On Linux (ssh ubuntu), the checkout is at ~/pulp-validate; diagnose with standard POSIX commands:

ssh ubuntu
cd ~/pulp-validate
git log -1 --oneline && git status --short       # expected SHA? clean worktree?
ls -la .shipyard-stage-* 2>/dev/null             # leftover stage dirs?
rm -rf .shipyard-stage-*                         # safe — shipyard re-stages from scratch

On Windows (ssh win), the checkout is at C:\Users\danielraffel\pulp-validate. OpenSSH on Windows runs commands through cmd.exe by default, so use cmd-native syntax — do NOT paste Windows-style backslash paths into a bash block (backslashes get interpreted as escapes):

:: Via ssh from your Mac; each command is a separate ssh call so cmd.exe parses cleanly
ssh win "cd /d C:\Users\danielraffel\pulp-validate && git log -1 --oneline"
ssh win "cd /d C:\Users\danielraffel\pulp-validate && git status --short"
ssh win "cd /d C:\Users\danielraffel\pulp-validate && dir /b .shipyard-stage-*"

PowerShell is reliable for the removal step (the for /d cmd idiom is fragile when shipped through ssh argv quoting):

ssh win 'powershell -NoProfile -Command "cd C:\Users\danielraffel\pulp-validate; Get-ChildItem -Directory -Filter .shipyard-stage-* | Remove-Item -Recurse -Force"'

On a genuinely stale host (validate worktree stuck on a several-weeks-old commit with 20+ .shipyard-stage-* artefacts), combine git fetch origin && git reset --hard origin/main on the validate checkout with the stage directory cleanup above.

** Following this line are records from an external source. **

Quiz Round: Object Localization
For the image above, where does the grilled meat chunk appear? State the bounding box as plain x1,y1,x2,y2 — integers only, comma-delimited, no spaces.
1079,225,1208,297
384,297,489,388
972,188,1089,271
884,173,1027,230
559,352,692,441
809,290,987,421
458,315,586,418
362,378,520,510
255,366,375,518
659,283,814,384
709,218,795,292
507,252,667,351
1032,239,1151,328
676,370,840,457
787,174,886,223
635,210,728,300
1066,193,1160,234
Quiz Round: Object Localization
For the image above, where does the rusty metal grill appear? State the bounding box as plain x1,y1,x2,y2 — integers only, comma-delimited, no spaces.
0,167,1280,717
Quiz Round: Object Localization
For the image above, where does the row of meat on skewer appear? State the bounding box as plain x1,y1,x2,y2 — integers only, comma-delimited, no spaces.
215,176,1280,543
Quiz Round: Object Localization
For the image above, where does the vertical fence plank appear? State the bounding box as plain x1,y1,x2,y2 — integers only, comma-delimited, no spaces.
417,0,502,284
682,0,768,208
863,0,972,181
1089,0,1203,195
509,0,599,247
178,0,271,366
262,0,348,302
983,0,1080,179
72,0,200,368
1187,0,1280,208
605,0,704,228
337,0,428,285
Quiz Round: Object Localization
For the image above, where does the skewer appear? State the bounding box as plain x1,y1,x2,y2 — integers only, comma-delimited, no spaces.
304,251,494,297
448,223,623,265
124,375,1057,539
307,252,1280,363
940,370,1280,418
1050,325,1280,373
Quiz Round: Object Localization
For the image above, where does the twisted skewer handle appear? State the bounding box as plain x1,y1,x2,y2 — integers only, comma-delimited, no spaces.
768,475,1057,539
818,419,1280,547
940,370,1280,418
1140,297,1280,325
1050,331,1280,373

Re-run shipyard run --targets <host> after cleanup.

Incremental bundles (automatic)

SSH validation now sends only the git delta between the remote HEAD and the target SHA. Typical cycles drop from ~443 MB to a few KB. No configuration needed — falls back to full bundle automatically.

To install Shipyard locally for the first time:

./tools/install-shipyard.sh           # download + verify pinned binary
./tools/install-shipyard.sh --status  # show installed vs pinned version
export PATH="$HOME/.local/bin:$PATH"  # add ~/.local/bin to PATH (one-time)

The public Pulp installer intentionally does not install Shipyard or GitHub CLI (gh). Ordinary Pulp users can create, build, run, and upgrade projects without either tool. Treat them as source-checkout contributor dependencies for PR/CI work; gh is required only for GitHub-facing maintenance commands and the explicit pr.workflow=github bypass.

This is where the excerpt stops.